Death cases are no laughing matter. Liability exposures for dates of death on or after January 1, 2006 can yield as high as $320,000 if an applicant can prove 3 or more dependents. Further exposure in the case of one or more totally dependent minor children can increase the cost even more to include temporary total disability payments until the youngest child attains age 18. These payments also include possible State Average Weekly Wage as well as Cost of Living Adjustment increases.
These potential catastrophic exposures make the aggressive defense of death cases that much more necessary when the cause of death did not clearly arise out of and during the course of employment.

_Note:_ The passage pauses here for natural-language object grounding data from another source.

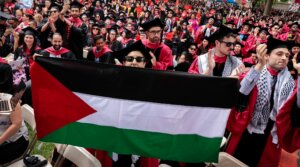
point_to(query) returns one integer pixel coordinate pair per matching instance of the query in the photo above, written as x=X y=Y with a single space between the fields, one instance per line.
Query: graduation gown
x=103 y=56
x=72 y=38
x=288 y=136
x=75 y=42
x=61 y=53
x=6 y=79
x=163 y=54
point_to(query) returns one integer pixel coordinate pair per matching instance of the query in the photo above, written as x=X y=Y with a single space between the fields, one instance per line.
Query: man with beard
x=162 y=52
x=76 y=21
x=71 y=36
x=218 y=62
x=292 y=35
x=100 y=52
x=56 y=50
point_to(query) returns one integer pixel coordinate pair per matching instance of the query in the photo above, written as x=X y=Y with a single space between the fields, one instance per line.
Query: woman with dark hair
x=95 y=30
x=126 y=38
x=100 y=53
x=13 y=131
x=28 y=48
x=112 y=41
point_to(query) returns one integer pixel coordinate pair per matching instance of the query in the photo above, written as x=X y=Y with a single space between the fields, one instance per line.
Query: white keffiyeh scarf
x=283 y=89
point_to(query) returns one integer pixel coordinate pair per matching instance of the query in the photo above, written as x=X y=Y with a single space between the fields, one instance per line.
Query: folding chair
x=80 y=157
x=227 y=160
x=28 y=116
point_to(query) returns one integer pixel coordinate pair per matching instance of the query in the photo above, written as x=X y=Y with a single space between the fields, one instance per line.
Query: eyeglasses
x=137 y=59
x=53 y=11
x=228 y=44
x=155 y=32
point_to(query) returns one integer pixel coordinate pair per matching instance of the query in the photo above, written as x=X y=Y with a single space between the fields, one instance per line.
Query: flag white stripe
x=155 y=117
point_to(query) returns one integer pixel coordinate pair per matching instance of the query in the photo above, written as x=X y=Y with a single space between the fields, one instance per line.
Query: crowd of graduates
x=198 y=37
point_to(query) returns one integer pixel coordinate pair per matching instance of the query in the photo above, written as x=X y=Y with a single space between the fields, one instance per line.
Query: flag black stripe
x=143 y=84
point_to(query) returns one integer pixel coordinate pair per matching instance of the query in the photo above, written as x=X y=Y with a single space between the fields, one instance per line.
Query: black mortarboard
x=76 y=4
x=5 y=16
x=115 y=28
x=120 y=19
x=137 y=46
x=184 y=67
x=247 y=24
x=152 y=23
x=238 y=43
x=56 y=5
x=294 y=23
x=221 y=33
x=276 y=43
x=275 y=24
x=30 y=31
x=101 y=24
x=230 y=22
x=128 y=33
x=294 y=44
x=265 y=30
x=96 y=25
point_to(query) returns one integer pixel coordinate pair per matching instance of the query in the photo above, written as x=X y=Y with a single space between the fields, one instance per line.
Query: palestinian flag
x=160 y=114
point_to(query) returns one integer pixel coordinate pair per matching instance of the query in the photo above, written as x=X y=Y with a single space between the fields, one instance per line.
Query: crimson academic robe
x=6 y=79
x=62 y=53
x=163 y=54
x=288 y=136
x=104 y=56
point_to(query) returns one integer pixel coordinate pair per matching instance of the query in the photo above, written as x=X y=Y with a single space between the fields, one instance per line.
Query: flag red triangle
x=54 y=105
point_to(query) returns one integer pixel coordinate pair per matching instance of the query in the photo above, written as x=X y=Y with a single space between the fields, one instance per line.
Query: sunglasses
x=137 y=59
x=53 y=11
x=228 y=44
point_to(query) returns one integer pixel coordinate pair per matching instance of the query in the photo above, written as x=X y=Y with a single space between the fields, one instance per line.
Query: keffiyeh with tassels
x=263 y=111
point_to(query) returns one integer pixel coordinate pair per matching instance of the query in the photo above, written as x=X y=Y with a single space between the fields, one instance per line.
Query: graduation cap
x=4 y=16
x=264 y=30
x=294 y=44
x=152 y=23
x=276 y=43
x=230 y=22
x=96 y=25
x=30 y=31
x=238 y=43
x=275 y=24
x=56 y=5
x=221 y=33
x=113 y=28
x=137 y=46
x=294 y=23
x=184 y=67
x=247 y=24
x=76 y=4
x=129 y=34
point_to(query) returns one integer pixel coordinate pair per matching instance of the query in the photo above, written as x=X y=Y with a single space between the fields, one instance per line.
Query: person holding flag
x=218 y=61
x=154 y=29
x=267 y=120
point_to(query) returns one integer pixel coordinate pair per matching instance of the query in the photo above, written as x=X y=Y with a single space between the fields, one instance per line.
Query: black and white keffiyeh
x=231 y=63
x=263 y=111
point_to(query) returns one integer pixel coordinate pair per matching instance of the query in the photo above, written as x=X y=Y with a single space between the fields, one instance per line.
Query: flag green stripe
x=185 y=148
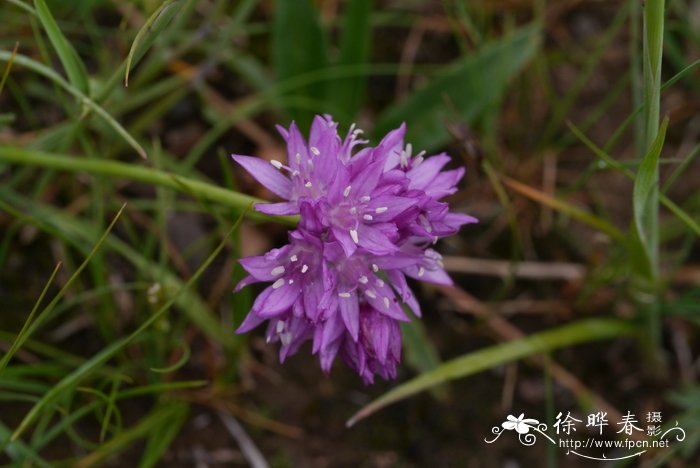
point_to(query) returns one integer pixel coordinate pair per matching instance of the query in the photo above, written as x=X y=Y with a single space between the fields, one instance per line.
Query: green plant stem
x=200 y=190
x=651 y=62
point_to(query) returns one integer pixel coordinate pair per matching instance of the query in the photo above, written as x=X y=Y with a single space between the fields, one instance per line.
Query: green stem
x=651 y=62
x=202 y=191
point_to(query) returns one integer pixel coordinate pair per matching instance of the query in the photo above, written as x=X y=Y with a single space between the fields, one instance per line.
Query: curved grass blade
x=97 y=361
x=8 y=67
x=299 y=19
x=614 y=164
x=148 y=33
x=89 y=103
x=473 y=85
x=74 y=67
x=543 y=342
x=186 y=352
x=348 y=93
x=23 y=335
x=25 y=332
x=645 y=198
x=564 y=207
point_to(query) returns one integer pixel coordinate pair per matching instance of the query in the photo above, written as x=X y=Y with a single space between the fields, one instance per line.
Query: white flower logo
x=521 y=425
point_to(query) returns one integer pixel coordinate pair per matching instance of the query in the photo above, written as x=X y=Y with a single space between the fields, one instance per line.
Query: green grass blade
x=543 y=342
x=25 y=332
x=614 y=164
x=347 y=94
x=472 y=85
x=72 y=64
x=645 y=198
x=202 y=190
x=564 y=207
x=89 y=103
x=159 y=440
x=156 y=23
x=299 y=19
x=146 y=425
x=93 y=364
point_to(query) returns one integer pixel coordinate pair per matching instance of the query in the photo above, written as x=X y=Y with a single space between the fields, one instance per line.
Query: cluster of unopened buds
x=368 y=219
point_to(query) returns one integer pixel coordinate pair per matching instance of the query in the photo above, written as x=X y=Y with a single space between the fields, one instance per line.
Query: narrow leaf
x=645 y=196
x=543 y=342
x=347 y=94
x=472 y=86
x=74 y=67
x=299 y=47
x=155 y=24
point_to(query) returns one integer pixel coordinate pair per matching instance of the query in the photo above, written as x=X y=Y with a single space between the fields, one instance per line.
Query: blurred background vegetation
x=116 y=323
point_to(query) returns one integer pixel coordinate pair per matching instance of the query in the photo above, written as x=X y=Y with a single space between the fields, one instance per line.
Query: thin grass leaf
x=564 y=207
x=19 y=451
x=420 y=352
x=97 y=361
x=186 y=351
x=472 y=86
x=543 y=342
x=8 y=67
x=72 y=64
x=146 y=425
x=298 y=19
x=347 y=94
x=25 y=332
x=161 y=438
x=22 y=335
x=155 y=24
x=202 y=190
x=89 y=103
x=618 y=166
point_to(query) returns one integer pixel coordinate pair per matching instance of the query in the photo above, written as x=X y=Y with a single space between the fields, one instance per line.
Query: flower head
x=367 y=221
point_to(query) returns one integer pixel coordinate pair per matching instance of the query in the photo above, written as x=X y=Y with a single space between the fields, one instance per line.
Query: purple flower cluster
x=367 y=221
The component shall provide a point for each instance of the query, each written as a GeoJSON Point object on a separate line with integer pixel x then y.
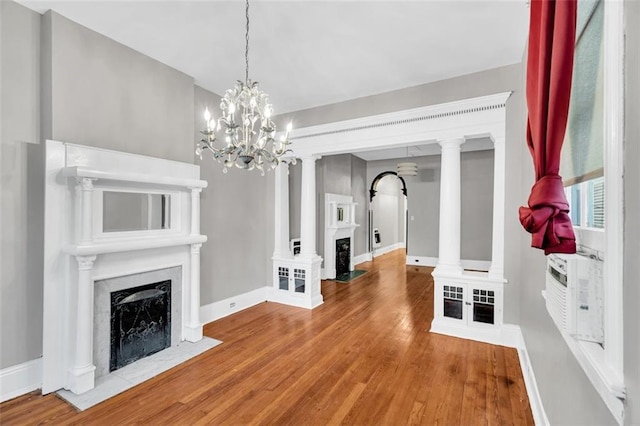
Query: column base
{"type": "Point", "coordinates": [448, 270]}
{"type": "Point", "coordinates": [193, 333]}
{"type": "Point", "coordinates": [82, 379]}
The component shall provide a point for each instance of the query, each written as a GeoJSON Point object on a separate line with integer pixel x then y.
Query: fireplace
{"type": "Point", "coordinates": [140, 323]}
{"type": "Point", "coordinates": [339, 217]}
{"type": "Point", "coordinates": [343, 256]}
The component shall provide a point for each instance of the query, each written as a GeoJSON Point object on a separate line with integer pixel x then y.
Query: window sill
{"type": "Point", "coordinates": [606, 382]}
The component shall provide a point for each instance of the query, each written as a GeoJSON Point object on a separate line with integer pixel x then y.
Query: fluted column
{"type": "Point", "coordinates": [83, 370]}
{"type": "Point", "coordinates": [450, 205]}
{"type": "Point", "coordinates": [281, 240]}
{"type": "Point", "coordinates": [496, 269]}
{"type": "Point", "coordinates": [308, 208]}
{"type": "Point", "coordinates": [195, 210]}
{"type": "Point", "coordinates": [193, 328]}
{"type": "Point", "coordinates": [85, 191]}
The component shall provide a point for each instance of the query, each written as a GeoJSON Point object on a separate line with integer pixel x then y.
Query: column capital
{"type": "Point", "coordinates": [85, 262]}
{"type": "Point", "coordinates": [310, 158]}
{"type": "Point", "coordinates": [451, 143]}
{"type": "Point", "coordinates": [498, 141]}
{"type": "Point", "coordinates": [85, 183]}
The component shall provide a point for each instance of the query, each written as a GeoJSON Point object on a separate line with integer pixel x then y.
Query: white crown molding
{"type": "Point", "coordinates": [476, 117]}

Labor Codes §§5706-5707 are rarely discussed but potentially extremely important statutes as they relate to defense of a death case on an AOE/COE basis. These statutes empower the Workers’ Compensation Appeals Board to order an autopsy on the body of a deceased employee where it is represented that the employee died of an industrial injury.
If the coroner is in possession of the body at the time the autopsy is requested, the corner must cooperate with the WCAB by allowing a physician appointed by the WCAB to attend any autopsy ordered. (Labor Code §5706). If the body is not in the custody of the coroner the WCAB may authorize performance of the autopsy and if necessary the exhumation of the body. (Labor Code §5707). If the dependents, or a majority thereof having custody of the body, refuse to allow the autopsy, it shall not be performed. If this is the case, there is a disputable presumption that the injury or death was not due to causes entitling the claimants to benefits.
Any request for action by the Workers’ Compensation Appeals Board requires a petition. (Title 8 California Code of Regulations §10450.) This includes a WCAB autopsy order. However, a skeletal petition will not suffice.
The WCAB has recently held in an Opinion and Order Denying Petition to Compel Autopsy that a defendant’s petition “failed to make an adequate showing of the need for an autopsy.” One David Brunk v. Becoming Independent and State Compensation Insurance Fund ADJ7112201. Chairman Joseph M. Miller wrote the following in his January 29, 2010 opinion:
“Defendants petition is deficient in several material respects. Foremost it fails to make an adequate showing of the need for an autopsy. It does not include a medical report substantiating the possible value of an autopsy in providing important relevant information about the cause of death. Second, the petition does not discuss why a medical report or the deposition testimony from the decedent’s treating physician would not be adequate to explain the circumstances of death and any possible relationship to the industrial injury. Third, the petition rails to designate a specific licensed physician to perform the autopsy.”
Death cases expose defendants to some of the highest exposures and liabilities in California’s workers’ compensation system. Autopsy is a remedy which at times may have to be pursued. The above case provides both procedural and cautionary language on when, if and how to do so when and if “absolutely necessary.”